今日は土曜日だけど、客は来るはずだ。昼を回ってから開店しよう。
「以上だ。今まで言ったことをメモをしなかったけど、憶えたのか?」
「はい。メモリに今まで言ったことは書き足しました」
「そうか。次はお前の部屋へ案内する。着いて来い」
仕事の話はこれまでにして、次は部屋を用意してやらないとな。
さすがに部屋無しでリビングで寝かせるわけにもいかんだろう。従業員にそんなことはさせられない。
確か、まだ空いている部屋があったはずだ。ただ、改装していないから家具類は一切無いがな。
居住スペースへと戻り、空き部屋へと案内する。
その部屋は北側に面しており、風通しも良い結構良い部屋だ。広さは六畳間、一人部屋にするにはちょうど良い。物置にしては狭いからな。
この家をもらって以来開けたことのない部屋の引き戸を開けると、空気の循環によって起きた風で埃が舞い上がる。
思いっきり吸ってしまった俺は思わずむせてしまうが、ロボ娘は至ってすまし顔。少しムカつく。
「あちゃー……やっぱり定期的に掃除しておくべきだったな」
「ここは?」
「お前の部屋になる予定だが、こう汚くちゃダメだ。まずは掃除だな」
しかし、この部屋を掃除するとなると一時間や二時間では終わらないだろう。

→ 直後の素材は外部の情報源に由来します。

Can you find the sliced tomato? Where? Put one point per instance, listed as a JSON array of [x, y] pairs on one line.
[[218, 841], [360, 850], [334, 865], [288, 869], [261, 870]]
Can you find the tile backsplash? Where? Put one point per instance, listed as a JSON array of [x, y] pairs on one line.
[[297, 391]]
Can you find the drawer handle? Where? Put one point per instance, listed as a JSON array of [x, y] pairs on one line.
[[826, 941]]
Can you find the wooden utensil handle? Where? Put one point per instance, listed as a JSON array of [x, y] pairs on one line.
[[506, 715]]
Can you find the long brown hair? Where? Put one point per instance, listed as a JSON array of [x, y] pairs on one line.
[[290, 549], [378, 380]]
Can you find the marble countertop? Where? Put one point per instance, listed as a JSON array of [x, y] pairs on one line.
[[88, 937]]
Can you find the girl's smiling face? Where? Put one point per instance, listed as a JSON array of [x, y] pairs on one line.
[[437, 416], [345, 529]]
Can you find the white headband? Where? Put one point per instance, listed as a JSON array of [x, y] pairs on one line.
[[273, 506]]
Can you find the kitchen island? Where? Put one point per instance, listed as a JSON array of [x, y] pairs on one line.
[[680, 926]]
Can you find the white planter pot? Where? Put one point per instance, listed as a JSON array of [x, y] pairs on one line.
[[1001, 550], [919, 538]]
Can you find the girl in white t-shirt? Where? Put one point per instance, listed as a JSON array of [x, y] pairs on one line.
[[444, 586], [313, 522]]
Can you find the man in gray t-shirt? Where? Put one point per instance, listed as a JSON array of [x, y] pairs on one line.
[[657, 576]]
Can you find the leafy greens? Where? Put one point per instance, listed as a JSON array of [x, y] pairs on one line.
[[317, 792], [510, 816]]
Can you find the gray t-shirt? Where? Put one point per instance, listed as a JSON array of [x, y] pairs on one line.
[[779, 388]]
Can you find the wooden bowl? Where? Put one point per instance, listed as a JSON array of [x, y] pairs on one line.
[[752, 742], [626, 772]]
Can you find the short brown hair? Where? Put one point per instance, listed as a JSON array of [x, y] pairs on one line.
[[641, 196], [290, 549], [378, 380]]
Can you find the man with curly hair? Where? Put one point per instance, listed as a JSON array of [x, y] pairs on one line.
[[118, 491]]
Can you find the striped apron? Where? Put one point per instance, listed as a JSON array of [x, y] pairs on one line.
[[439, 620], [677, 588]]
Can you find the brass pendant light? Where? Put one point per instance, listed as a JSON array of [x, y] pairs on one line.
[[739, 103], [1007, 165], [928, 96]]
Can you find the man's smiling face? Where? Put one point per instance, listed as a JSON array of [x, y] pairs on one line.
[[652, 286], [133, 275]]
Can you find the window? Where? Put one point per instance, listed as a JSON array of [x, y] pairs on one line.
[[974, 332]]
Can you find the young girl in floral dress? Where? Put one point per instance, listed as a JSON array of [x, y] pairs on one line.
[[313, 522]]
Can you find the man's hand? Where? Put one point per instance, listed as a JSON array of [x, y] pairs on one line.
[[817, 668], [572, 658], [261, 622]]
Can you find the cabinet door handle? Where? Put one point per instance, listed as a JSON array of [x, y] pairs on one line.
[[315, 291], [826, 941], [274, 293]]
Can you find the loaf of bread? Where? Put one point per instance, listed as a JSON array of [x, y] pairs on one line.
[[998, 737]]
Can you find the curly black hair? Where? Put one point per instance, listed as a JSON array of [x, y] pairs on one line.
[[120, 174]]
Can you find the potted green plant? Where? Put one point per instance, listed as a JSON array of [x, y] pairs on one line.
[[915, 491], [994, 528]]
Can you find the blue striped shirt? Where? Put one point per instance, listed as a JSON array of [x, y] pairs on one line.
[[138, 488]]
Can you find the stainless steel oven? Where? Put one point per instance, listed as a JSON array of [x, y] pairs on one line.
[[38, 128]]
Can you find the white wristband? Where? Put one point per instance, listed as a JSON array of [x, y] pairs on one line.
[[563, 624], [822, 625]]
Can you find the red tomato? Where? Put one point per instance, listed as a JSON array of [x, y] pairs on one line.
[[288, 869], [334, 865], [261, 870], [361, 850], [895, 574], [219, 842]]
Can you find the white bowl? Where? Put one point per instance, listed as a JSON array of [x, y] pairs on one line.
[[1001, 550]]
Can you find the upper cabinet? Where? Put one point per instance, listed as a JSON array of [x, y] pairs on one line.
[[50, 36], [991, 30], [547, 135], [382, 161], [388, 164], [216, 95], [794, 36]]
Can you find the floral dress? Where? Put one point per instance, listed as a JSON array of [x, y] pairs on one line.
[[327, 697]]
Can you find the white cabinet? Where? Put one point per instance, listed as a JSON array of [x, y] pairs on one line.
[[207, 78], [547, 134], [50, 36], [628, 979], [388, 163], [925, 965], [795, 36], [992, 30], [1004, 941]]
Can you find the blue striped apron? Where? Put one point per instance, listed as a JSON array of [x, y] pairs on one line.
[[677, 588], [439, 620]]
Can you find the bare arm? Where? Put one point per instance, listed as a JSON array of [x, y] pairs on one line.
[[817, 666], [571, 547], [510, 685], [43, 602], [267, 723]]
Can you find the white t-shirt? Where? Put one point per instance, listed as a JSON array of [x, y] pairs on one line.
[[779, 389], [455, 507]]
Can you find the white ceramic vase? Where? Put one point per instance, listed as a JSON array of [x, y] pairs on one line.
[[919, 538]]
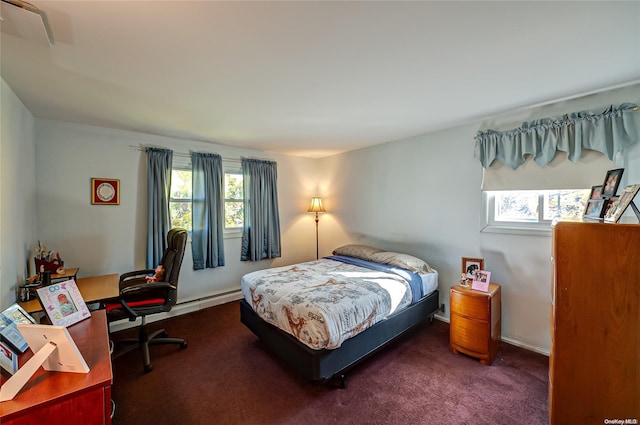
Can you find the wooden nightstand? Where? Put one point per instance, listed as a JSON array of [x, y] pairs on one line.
[[475, 322]]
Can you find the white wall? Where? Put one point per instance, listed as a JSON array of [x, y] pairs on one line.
[[111, 239], [422, 196], [419, 195], [17, 193]]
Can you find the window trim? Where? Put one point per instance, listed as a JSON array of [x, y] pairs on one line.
[[489, 225], [227, 168]]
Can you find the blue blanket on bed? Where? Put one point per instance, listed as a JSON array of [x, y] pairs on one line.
[[415, 281]]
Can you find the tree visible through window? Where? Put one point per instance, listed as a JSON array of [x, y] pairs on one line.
[[538, 206], [233, 201], [180, 206]]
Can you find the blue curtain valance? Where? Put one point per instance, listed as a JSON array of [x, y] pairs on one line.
[[608, 132]]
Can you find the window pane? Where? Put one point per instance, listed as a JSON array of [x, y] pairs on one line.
[[233, 202], [516, 206], [233, 214], [181, 184], [180, 214], [233, 186], [564, 203]]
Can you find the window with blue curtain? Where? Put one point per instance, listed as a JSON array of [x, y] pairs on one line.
[[261, 232], [158, 190], [207, 239]]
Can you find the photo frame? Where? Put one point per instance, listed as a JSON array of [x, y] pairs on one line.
[[611, 182], [8, 359], [9, 319], [63, 303], [470, 266], [596, 192], [624, 200], [481, 281], [594, 210], [105, 191]]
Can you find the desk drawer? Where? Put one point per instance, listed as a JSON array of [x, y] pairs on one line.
[[470, 334], [474, 306]]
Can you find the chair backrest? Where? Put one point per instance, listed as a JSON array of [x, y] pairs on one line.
[[173, 254]]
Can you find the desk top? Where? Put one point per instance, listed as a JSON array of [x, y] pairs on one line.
[[93, 289], [92, 338]]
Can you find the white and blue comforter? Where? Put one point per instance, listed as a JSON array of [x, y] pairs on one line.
[[322, 303]]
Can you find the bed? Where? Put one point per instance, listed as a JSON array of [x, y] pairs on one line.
[[322, 317]]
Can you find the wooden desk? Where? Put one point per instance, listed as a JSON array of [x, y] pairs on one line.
[[74, 398], [93, 289]]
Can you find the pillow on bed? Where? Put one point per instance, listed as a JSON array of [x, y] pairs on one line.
[[363, 252], [404, 261]]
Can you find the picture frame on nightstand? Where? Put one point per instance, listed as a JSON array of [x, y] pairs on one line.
[[481, 281], [470, 266]]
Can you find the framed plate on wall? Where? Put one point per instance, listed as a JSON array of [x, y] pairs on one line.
[[105, 191]]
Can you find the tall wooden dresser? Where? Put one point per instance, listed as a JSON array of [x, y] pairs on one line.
[[594, 367]]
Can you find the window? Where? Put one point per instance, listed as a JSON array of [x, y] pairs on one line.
[[233, 201], [532, 210], [180, 201]]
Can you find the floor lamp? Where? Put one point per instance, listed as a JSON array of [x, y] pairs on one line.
[[316, 207]]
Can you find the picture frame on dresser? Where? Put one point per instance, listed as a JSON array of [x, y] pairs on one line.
[[481, 281], [594, 210], [614, 214], [470, 266], [611, 182]]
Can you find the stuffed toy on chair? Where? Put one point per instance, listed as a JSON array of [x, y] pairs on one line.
[[158, 277]]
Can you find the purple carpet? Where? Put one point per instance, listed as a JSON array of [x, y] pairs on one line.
[[226, 376]]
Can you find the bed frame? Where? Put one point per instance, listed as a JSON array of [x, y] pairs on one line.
[[323, 365]]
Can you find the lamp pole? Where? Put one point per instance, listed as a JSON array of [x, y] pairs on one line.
[[317, 251], [316, 207]]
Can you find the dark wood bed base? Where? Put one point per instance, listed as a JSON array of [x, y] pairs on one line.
[[324, 365]]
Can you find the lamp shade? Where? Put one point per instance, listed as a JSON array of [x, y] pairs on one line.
[[316, 205]]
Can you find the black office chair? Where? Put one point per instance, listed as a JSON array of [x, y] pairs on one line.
[[140, 298]]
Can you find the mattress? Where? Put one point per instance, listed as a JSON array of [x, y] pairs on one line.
[[325, 302]]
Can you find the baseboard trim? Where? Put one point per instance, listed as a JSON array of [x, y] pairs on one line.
[[202, 303], [181, 308], [511, 341]]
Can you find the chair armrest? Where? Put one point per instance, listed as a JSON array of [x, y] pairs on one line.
[[146, 287], [163, 290], [136, 274]]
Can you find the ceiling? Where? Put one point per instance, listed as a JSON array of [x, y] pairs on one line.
[[314, 78]]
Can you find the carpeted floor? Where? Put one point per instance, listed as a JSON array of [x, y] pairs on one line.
[[226, 376]]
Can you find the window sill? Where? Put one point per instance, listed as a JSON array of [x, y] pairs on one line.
[[233, 234], [519, 229]]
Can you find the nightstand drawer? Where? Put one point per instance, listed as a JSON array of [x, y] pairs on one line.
[[470, 334], [470, 305]]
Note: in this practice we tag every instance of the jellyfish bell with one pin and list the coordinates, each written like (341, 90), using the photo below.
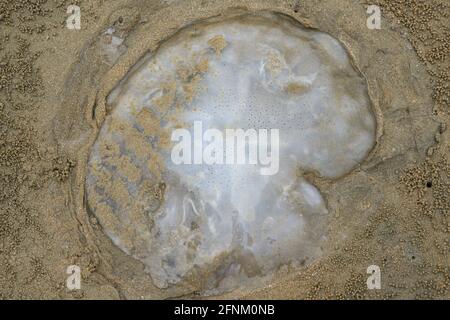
(218, 226)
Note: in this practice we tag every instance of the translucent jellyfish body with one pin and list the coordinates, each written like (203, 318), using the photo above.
(217, 226)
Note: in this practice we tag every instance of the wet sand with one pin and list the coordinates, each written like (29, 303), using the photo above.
(391, 211)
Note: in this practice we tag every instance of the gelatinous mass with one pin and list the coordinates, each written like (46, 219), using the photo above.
(219, 226)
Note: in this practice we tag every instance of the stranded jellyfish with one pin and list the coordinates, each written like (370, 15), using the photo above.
(218, 225)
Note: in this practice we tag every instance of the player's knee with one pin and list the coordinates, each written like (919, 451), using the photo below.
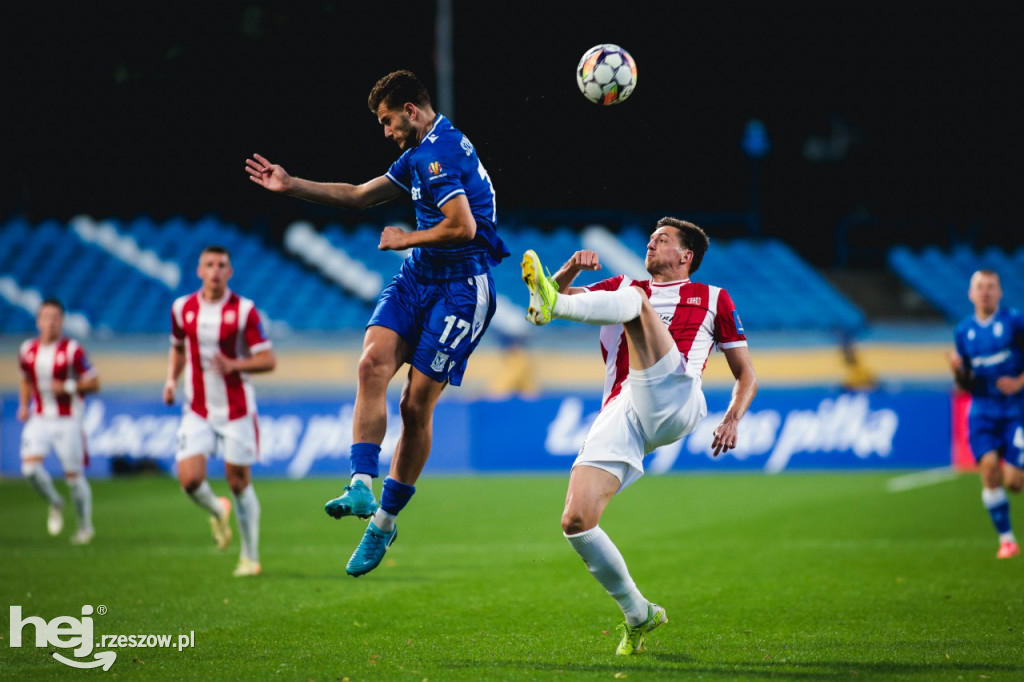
(238, 481)
(574, 522)
(373, 369)
(190, 482)
(413, 411)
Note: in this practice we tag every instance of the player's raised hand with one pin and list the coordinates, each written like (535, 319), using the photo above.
(585, 260)
(392, 239)
(169, 389)
(725, 436)
(955, 361)
(1009, 385)
(267, 175)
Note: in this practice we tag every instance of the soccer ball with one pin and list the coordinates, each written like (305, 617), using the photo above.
(606, 74)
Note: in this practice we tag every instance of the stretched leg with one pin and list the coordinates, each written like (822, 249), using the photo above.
(81, 495)
(993, 496)
(418, 400)
(33, 470)
(589, 493)
(248, 513)
(384, 351)
(192, 475)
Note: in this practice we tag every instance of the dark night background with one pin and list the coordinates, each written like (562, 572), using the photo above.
(900, 119)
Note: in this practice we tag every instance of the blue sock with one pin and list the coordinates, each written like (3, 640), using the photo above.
(364, 458)
(395, 496)
(997, 504)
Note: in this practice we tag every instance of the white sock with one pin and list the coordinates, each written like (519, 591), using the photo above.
(81, 495)
(204, 497)
(42, 481)
(600, 307)
(606, 564)
(993, 497)
(247, 509)
(384, 520)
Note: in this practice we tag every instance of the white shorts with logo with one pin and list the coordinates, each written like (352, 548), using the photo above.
(239, 438)
(64, 435)
(656, 407)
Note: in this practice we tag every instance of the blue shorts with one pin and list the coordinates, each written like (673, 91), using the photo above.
(442, 321)
(1004, 434)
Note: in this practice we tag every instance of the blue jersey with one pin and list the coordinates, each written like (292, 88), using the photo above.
(442, 166)
(992, 348)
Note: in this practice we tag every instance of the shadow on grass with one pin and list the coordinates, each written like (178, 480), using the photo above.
(657, 665)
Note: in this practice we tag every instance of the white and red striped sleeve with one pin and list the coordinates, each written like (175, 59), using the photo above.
(80, 363)
(728, 328)
(255, 337)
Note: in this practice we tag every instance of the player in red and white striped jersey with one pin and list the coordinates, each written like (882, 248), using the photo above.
(217, 340)
(55, 374)
(656, 336)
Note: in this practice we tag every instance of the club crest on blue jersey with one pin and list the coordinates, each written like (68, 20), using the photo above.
(438, 364)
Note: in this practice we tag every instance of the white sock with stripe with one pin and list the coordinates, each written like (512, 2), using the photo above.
(204, 497)
(42, 481)
(248, 510)
(606, 564)
(81, 495)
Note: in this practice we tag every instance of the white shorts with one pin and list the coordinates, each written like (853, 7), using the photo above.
(239, 438)
(60, 434)
(656, 406)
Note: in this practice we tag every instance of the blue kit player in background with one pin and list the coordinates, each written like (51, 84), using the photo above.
(989, 364)
(435, 310)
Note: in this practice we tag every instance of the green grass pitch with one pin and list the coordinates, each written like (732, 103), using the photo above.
(798, 577)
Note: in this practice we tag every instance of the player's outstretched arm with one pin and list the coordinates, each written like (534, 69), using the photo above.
(742, 394)
(963, 375)
(274, 178)
(84, 385)
(24, 396)
(580, 261)
(264, 360)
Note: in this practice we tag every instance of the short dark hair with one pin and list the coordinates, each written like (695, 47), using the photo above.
(55, 302)
(395, 89)
(216, 248)
(690, 237)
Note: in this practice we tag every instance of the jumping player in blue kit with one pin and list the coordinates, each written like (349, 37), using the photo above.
(435, 310)
(989, 364)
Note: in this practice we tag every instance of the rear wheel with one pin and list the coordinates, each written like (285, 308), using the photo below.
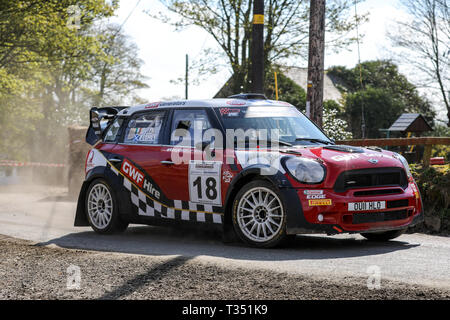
(383, 236)
(101, 208)
(259, 216)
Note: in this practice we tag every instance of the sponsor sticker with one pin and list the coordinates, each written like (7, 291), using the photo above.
(132, 173)
(227, 176)
(229, 111)
(314, 194)
(320, 202)
(152, 105)
(236, 103)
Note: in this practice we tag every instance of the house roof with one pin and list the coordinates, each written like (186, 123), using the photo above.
(300, 77)
(410, 122)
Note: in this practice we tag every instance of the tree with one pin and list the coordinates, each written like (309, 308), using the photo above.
(385, 95)
(118, 77)
(425, 43)
(286, 30)
(51, 72)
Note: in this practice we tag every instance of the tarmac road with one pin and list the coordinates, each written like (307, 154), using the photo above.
(44, 215)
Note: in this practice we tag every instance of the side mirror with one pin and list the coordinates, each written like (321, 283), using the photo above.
(202, 145)
(95, 122)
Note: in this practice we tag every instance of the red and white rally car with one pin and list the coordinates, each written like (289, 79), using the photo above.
(255, 167)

壁紙も剥がれており、この部屋だけが幽霊屋敷になったかのようだ。
この部屋を使えと言われても困るだろう。コレにだって心はあるのだから、嫌な思いをするに違いない。
俺の所有物だと言ってしまえばそれまでなのだが、コレだってモチベーションが下がるものだ。そんな気分で仕事に臨まれたら敵わん。
仕方がない。
今日は臨時休業にしてこの部屋を掃除するか。
「よし、掃除するぞ。んで、掃除が終わったら家具を買いに行くぞ」
「私はこのままでも構いませんが」
「そうするとお前が汚れるだろうが。そんなことになったらこの店の従業員は汚いだとか言われて客が来なくなったらどうするよ。鍛冶をする俺ならまだ分かるとしても売り子のお前が汚れていたらダメだ」
なにより俺が玄翁さんに怒られてしまう。
「後は……帽子だな」
「帽子?」
「知らないとは言わせねぇぞ。お前の所々禿げた頭を隠すためだよ。みっともない」
ロボ娘の禿げはよく見ないと分からないが、それ以前に瞬きをしていない目を隠すためでもある。
壊れているのだが、俺ではどうしようもないので放置しておく他ない。糞ジジイに頼めばいいのだろうが、生憎そんな金は無い。
それ以前に糞ジジイにこのロボ娘を直してもらった金も払っていない。まさか直してもらっておいてなぁなぁにするわけにはいかない。
そこを疎かにしてしまっては今後の付き合いに支障が出るやもしれぬ。
「次に服装な。働く恰好は作業着でも良いんだが、せっかくの華だからな。下はジーンズで上はTシャツ。その上にエプロンだな」
「服まで与えてくださるのですか?」
「みすぼらしい格好で歩かせたら俺が恥ずかしい。後は……就職祝いでプライベートの服を買ってやろう」
「良いのですか!?」
「その代わり安いのな。他の服が欲しかったら自分で稼いだ金で買えよ」
「はい。ありがとうございます!」
だーかーら、そんな笑顔を向けるなってんだ。
なんか無性にイラついてくるんだよ。このアマ。
さっさと掃除をしてしまおう。ムカついてコレを殴ってしまう前に。